Between what happens in the world and what happens to her, there is no point of convergence. They are two parallel series: one abstract, all information no sooner received than forgotten, the other all static shots.
Is it possible to grasp the true sense of a life lived, through a backward glance at static shots that remain in one’s memory? Kafka says, “We photograph things in order to drive them out of our minds. My stories are a way of shutting my eyes.” Ernaux doesn’t write to not be forgotten. She doesn’t write for some continuation after her death. For her, images disappear, so she has no other option than to write to capture those moments on the verge of disappearing. She writes to bring to life those static shots, trapped in the passage of time, for the future generations. The little girl in the black-and-white photo can be any other little girl. And the picture of her late sister at six represents all dead children of those years, because “[t]here were dead children in every family.” This is how the particular becomes universal and one’s tragedy transforms into human tragedy.
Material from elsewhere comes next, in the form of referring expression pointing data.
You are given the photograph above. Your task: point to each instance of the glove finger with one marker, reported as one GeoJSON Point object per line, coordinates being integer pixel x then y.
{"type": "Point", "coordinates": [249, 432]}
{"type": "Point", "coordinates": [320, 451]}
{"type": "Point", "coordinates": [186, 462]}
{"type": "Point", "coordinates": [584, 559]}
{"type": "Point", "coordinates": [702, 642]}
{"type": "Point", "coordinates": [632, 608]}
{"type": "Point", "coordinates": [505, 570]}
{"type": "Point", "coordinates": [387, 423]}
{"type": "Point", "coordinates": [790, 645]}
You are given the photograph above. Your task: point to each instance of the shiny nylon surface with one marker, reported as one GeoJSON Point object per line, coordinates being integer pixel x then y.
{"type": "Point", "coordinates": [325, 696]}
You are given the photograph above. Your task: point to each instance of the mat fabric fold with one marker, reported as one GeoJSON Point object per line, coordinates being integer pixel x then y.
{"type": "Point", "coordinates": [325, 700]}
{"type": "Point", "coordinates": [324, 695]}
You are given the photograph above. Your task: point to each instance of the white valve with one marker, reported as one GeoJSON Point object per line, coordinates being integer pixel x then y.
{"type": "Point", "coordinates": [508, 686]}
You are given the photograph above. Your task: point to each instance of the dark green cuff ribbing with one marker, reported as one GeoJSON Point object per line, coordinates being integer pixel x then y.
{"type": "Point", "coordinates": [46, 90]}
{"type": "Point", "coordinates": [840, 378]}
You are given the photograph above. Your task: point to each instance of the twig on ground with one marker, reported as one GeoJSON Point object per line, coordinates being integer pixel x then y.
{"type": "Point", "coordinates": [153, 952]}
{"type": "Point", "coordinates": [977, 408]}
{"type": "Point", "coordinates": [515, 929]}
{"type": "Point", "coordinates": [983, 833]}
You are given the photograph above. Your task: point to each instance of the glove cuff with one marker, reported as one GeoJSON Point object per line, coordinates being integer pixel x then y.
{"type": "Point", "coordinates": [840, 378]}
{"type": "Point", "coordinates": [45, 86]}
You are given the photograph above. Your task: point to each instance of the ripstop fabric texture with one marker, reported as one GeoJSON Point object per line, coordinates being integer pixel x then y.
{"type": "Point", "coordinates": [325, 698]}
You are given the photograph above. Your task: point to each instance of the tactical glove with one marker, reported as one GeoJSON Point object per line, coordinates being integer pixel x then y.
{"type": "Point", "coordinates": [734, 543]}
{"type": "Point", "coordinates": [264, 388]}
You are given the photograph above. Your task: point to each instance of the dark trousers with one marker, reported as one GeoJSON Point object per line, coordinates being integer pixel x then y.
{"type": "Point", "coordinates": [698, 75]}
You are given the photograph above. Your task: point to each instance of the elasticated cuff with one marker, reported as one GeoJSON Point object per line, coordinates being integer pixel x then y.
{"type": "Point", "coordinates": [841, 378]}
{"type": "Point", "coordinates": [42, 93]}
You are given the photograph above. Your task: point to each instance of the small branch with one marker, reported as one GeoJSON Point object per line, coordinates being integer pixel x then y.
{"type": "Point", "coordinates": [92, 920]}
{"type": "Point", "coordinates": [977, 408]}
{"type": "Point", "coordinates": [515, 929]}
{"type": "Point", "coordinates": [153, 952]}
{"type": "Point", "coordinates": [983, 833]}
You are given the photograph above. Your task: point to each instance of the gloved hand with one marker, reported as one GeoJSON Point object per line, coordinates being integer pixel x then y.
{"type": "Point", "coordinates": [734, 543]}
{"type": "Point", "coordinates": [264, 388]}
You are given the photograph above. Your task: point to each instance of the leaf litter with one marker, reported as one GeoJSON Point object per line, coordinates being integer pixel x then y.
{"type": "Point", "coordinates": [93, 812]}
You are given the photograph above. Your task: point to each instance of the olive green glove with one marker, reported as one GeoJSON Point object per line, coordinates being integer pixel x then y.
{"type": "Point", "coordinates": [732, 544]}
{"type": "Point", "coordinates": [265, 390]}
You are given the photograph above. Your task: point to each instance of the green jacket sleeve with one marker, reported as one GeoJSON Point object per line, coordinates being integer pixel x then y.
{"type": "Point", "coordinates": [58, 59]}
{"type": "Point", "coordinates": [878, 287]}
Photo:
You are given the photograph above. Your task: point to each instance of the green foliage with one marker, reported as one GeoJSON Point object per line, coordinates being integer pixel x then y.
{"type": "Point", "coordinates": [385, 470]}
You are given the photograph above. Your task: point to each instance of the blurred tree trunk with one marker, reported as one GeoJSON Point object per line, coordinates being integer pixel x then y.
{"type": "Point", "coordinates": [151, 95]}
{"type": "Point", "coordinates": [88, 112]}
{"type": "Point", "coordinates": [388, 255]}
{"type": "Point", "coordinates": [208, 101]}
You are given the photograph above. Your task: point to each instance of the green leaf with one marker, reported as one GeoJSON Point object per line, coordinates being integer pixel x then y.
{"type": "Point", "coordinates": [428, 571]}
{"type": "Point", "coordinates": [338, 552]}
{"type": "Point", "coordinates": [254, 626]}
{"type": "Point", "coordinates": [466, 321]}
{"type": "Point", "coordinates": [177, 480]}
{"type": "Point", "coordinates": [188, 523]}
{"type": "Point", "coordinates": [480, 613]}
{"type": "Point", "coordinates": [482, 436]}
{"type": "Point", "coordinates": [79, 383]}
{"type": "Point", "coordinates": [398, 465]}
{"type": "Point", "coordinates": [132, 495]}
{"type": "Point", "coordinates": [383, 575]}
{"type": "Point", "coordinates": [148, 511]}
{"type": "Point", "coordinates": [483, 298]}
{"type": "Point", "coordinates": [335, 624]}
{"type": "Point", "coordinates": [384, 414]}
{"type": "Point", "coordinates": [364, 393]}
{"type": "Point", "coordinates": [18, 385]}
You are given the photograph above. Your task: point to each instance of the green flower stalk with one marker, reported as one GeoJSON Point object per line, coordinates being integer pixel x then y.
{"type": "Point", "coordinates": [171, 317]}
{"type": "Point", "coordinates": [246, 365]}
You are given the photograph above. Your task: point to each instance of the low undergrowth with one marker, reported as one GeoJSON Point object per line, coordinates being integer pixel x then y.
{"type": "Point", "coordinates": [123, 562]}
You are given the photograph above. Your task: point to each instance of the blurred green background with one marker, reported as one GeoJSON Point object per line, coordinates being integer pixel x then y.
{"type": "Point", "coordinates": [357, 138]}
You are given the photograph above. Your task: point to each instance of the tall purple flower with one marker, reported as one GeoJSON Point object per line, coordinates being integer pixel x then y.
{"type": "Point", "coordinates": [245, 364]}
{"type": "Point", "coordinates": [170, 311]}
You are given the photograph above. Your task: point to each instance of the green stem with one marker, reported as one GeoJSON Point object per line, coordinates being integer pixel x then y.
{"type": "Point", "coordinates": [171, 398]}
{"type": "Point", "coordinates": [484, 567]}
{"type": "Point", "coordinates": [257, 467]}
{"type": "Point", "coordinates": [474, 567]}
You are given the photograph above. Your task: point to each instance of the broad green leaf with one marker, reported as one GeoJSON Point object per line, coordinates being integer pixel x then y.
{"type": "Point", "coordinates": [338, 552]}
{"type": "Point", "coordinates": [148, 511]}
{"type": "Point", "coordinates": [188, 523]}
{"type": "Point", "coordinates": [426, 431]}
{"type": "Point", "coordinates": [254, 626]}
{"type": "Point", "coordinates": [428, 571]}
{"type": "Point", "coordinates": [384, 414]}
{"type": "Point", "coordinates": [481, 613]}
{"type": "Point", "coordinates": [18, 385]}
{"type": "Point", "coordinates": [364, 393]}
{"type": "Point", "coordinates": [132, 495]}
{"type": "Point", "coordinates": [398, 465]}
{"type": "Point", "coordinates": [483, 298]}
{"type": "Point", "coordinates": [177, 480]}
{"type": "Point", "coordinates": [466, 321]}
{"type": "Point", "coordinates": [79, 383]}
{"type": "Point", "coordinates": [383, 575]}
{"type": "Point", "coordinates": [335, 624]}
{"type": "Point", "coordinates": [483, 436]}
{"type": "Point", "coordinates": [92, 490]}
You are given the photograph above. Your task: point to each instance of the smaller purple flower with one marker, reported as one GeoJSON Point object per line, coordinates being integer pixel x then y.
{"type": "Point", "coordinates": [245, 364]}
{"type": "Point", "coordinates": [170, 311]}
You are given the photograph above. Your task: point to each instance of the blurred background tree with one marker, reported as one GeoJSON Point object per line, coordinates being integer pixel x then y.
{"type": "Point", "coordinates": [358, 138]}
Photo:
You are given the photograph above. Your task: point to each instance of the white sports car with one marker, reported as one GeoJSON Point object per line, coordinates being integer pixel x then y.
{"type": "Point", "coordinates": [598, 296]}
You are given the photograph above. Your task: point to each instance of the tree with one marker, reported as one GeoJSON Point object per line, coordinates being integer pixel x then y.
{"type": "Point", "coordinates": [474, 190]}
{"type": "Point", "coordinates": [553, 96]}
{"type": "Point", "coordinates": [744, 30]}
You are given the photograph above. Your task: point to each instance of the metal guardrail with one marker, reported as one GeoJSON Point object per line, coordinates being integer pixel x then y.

Since her first memoir, The Place (1983), Ernaux has been writing the story of her life, and with each book, she has gone deeper and deeper to the core of these events. In the process, she has revolutionized the art of memoir by removing the sentimentality out of her voice. Annie Ernaux, largely translated in Europe, is less known in the United States, maybe because the American publishing industry is less interested in little, intimate memoirs. The French language by nature is lyrical and full of music. Translating Ernaux, with her particular “unpoetic” voice, doesn’t seem to be an easy task. But Alison L. Strayer, faithful to Ernaux’s intention, has kept the book’s authentic color and rhythm, the un-poetry of the text, but also its poetic undertone.
Even if you haven’t lived in the same decades, even if you have never set foot in France, you still might be moved, bouleversé by an unexplainable melancholy. Your own memories are mixed with images of a world you don’t know, and yet it seems so familiar: a world that is banal, yet still legendary. Insignificant and still mythological. It is a meta-nostalgia if we use scientific definition. Like a model of nostalgia that might fit everyone and anyone. In a sense, the actual reading of the book starts at the end, in the last few pages where she explains her true intention: “By retrieving the memory of collective memory in an individual memory, she [Ernaux] will capture the lived dimension of History.” And the last sentence: “Save something from the time where we will never be again.”